The government is not saying exactly what happened but all everyone by knows is that the highly heralded and long promised bill to open up Guyana’s telecommunications sector to competition and cheaper calling and Internet rates was withdrawn unceremoniously from the order paper on the very last day last week, just minutes before parliament dissolved itself ahead of general elections expected by yearend.
Fuming for the past decade about how many millions US-owned Guyana Telephone and Telegraph Company (GT&T) was funneling out the country to the Beverly, Massachusetts headquarters of parent company, Atlantic Tele Network (ATN), the Bharrat Jagdeo administration had vowed to break the utility’s 20-year monopoly on international calls and data transmissions, saying it wanted a normal and level playing field as obtains in other Caribbean trade bloc nations.
But just when, Digicel, GT&T’s Irish-owned, Jamaica-based main competitor was preparing to break champagne bottles and celebrate winning its own international license for calls and data transmissions, parliament dropped the bombshell as government legislators withdrew the bill, alleging last minute developments had stymied efforts to pass the bill.
For Digicel which has invested more than $60M to build out a modern wireless mobile network in the country, including areas near borders with Brazil, Venezuela and Suriname, the development was stunning and management did not hide its open anger at the move by government.
It rushed out a late Thursday night statement quarreling that it was “appalled at yet another aborted attempt at liberalization in Guyana. Government pulled the legislation at the 11th hour. The decision crushes Guyana’s hopes for lower international calling rates within the near future.”
Legislators like National Security Minister Clement Rohee and Presidential Advisor Gail Teixeira said only that last minute contributions from stake holders and other interested parties had forced its hand so nothing will happen until the new parliament meets next year.

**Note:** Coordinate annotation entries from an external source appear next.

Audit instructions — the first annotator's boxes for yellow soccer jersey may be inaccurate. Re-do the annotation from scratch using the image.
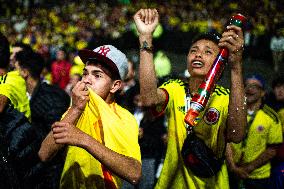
[0,71,31,119]
[60,91,141,189]
[155,80,229,189]
[231,105,283,179]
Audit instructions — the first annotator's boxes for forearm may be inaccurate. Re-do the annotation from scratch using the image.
[81,135,141,184]
[61,106,82,125]
[38,131,64,162]
[226,144,236,171]
[244,147,276,172]
[139,34,157,106]
[226,64,247,143]
[0,94,8,114]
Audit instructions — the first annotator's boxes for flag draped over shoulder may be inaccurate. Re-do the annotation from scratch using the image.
[60,90,141,189]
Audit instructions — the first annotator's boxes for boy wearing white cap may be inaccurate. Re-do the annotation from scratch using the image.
[39,45,141,189]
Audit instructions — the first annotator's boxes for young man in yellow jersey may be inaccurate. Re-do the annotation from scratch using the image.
[134,9,246,189]
[39,45,141,189]
[227,75,283,189]
[0,33,31,118]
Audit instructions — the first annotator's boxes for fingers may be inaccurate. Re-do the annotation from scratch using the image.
[219,25,244,53]
[134,9,156,25]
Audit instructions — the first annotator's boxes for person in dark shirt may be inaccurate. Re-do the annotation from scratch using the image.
[15,51,70,189]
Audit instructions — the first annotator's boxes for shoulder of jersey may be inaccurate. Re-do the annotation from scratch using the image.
[162,79,185,86]
[213,85,230,96]
[262,104,279,123]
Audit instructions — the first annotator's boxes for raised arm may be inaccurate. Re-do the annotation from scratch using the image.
[38,82,89,161]
[133,9,166,107]
[219,25,247,143]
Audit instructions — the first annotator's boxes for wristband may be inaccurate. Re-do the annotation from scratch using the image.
[140,41,153,53]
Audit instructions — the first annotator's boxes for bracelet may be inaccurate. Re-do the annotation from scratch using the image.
[140,41,154,53]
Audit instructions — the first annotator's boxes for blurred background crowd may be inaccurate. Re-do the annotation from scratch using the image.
[0,0,284,188]
[0,0,284,82]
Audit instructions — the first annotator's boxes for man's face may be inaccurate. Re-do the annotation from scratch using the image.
[82,64,117,100]
[273,84,284,102]
[245,79,265,104]
[187,39,219,77]
[10,47,23,68]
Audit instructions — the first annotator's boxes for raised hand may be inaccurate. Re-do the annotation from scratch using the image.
[133,9,159,35]
[72,81,90,111]
[219,25,244,67]
[52,122,86,147]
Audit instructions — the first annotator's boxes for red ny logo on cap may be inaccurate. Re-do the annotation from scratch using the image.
[98,46,110,56]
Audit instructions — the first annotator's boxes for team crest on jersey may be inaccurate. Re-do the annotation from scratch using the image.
[204,108,220,125]
[257,125,264,132]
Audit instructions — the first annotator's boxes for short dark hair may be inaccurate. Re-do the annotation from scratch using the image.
[272,75,284,89]
[16,51,45,79]
[0,32,10,69]
[191,32,221,46]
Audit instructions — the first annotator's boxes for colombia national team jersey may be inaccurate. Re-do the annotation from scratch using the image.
[0,71,31,119]
[156,79,229,189]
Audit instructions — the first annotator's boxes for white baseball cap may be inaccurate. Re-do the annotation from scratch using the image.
[78,45,128,80]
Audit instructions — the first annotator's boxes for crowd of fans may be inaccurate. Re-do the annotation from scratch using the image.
[0,0,284,188]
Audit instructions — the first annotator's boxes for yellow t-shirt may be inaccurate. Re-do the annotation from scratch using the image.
[60,90,141,189]
[0,71,31,119]
[155,80,229,189]
[231,105,283,179]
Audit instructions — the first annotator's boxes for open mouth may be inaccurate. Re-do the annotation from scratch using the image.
[191,60,203,68]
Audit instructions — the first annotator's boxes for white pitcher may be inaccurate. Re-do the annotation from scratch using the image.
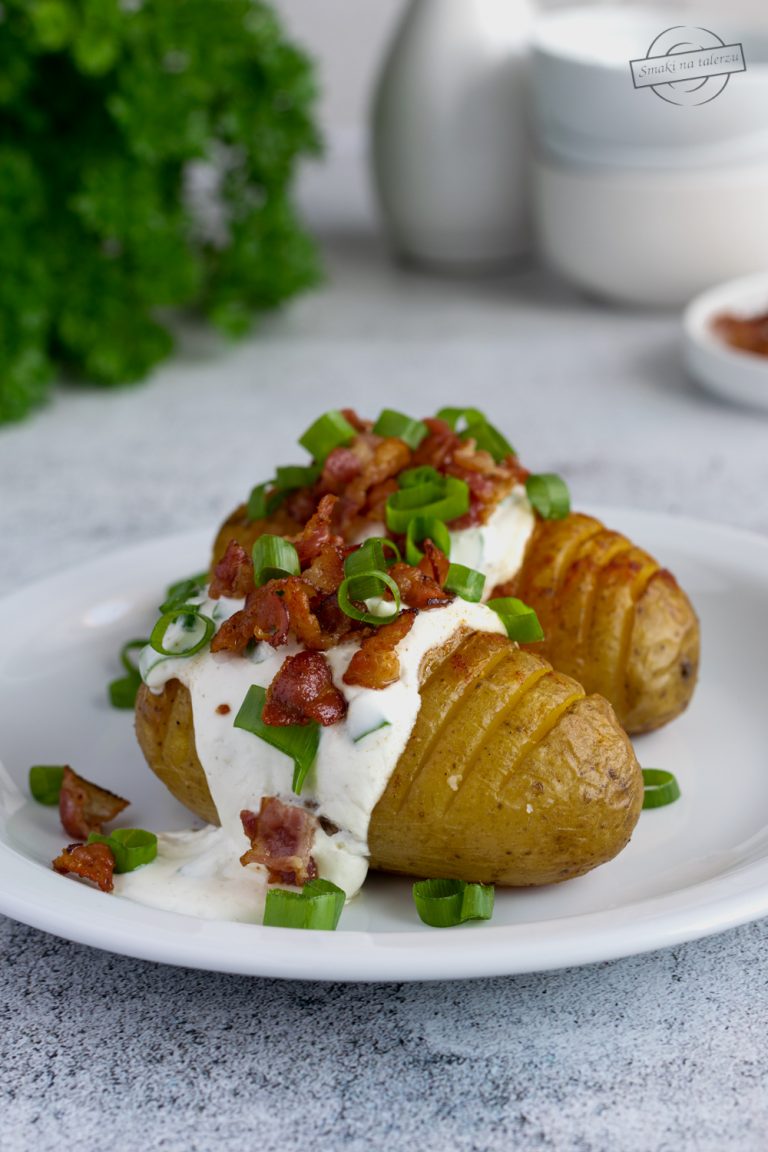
[372,0,533,266]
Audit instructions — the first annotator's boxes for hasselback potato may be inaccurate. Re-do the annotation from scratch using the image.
[136,632,642,886]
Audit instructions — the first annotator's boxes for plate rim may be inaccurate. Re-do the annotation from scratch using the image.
[0,505,768,983]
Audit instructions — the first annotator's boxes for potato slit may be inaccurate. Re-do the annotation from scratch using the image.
[443,664,552,817]
[396,637,525,812]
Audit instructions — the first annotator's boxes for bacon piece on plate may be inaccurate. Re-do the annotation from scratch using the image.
[261,652,347,727]
[208,540,253,600]
[59,767,130,840]
[389,553,454,609]
[239,796,318,886]
[53,844,115,892]
[342,609,417,688]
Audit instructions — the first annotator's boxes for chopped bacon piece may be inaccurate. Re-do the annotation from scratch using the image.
[208,540,253,600]
[261,652,347,727]
[59,767,130,840]
[211,579,290,652]
[418,540,450,588]
[342,608,417,689]
[53,844,115,892]
[302,544,344,593]
[389,563,454,608]
[292,493,344,568]
[239,796,318,886]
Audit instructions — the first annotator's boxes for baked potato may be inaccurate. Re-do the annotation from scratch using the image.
[136,632,642,887]
[494,514,700,733]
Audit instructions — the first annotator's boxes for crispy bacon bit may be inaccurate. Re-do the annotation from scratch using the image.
[292,493,344,568]
[261,652,347,727]
[53,844,115,892]
[59,767,129,840]
[389,553,454,609]
[208,540,253,600]
[302,544,344,593]
[239,796,318,886]
[418,540,450,588]
[342,608,418,688]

Passage would have been easy as opposition legislators continued a boycott of parliament saying they were not in support of government’s decision to bypass the annual recess and to rush through several bills including this one and another dealing with broadcast and freedom of information laws as was the case in recent weeks.
All international calls barring those made through the Internet have to pass through GT&T’s network, carrying up the cost as Digicel has to pay the firm for its service. A break in the monopoly would have seen Digicel getting its own international license.
For its part, GT&T has said that the playing field has already been liberalized and leveled in a practical way as there are dozens of technological routes like Internet calls through Google, Skype and others that have already seriously eroded its revenue base so it was not that upset that the bill was deferred.
GT&T is also gearing up for competition from government itself as it has run a 350-mile cable through the jungle from Brazil to start its own services in direct rivalry to the US owned firm.